Sin grandes y redondas nalgas. Ni grandes dotes físicas en su sexualidad y nula experiencia. Sin músculos y de estatura media. Con la cara llena de barros y lunares de diferentes tamaños. Para acabarla de fregar su nombre es Renancio, conocido por eso como El Rancio.



En su habitación, desnudo, echado en la cama, paseando los ojos sobre un número de la revista “Desfolladas”, evidentemente porno. Mientras se masturbaba murmuraba:



-Chale…para las fotos en estas revistas todos tienen que estar bien buenos. Tener super tetas y unas mega dimensiones ¡Unos culotes! Y además tener caras bonitas.

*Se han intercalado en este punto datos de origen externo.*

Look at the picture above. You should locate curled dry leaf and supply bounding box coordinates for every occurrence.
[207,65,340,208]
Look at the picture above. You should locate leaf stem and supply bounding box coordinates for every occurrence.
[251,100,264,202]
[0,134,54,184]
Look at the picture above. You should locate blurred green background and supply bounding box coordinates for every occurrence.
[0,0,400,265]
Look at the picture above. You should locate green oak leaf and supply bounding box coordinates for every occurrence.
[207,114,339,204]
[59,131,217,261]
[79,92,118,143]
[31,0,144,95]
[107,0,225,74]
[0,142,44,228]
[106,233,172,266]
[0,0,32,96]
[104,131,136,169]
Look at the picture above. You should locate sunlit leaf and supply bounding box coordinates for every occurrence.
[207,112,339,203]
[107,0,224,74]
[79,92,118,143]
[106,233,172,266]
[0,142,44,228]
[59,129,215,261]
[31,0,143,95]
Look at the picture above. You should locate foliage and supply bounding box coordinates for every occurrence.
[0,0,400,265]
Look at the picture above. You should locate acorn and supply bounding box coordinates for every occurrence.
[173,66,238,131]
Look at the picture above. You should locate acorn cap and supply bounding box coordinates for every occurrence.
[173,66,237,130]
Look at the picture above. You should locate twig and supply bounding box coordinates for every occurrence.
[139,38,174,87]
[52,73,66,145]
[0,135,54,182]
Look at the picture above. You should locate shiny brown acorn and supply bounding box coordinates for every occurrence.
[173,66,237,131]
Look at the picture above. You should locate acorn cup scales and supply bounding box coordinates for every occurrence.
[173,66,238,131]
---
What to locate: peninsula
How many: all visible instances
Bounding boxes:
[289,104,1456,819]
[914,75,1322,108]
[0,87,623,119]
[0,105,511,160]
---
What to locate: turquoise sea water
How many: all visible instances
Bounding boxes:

Rancio termina y corre al baño para verse en el espejo de arriba abajo. Sus pies, piernas, pene, estomago, brazos, cabeza…le parecen de orangután. Le viene el recuerdo de los apodos e insultos que le han puesto a lo largo de su vida.



Esos recuerdos comienzan a abrumarlo. Regresa a la recámara a fumarse un churro al estilo Bob Marley “sólo así por momentos me siento guapo”. Rancio prende el porro y comienza el viaje. Nuevamente ojea la revista. Recorre esos cuerpos tan perfectamente rasurados, con colores de piel tan cálidos, rostros tan atractivos. Perdido en el vaho de la yerba comienza a darle golpes más fuertes al churro. Comienza a toser y a mal viajarse abrumado por el impacto de la belleza.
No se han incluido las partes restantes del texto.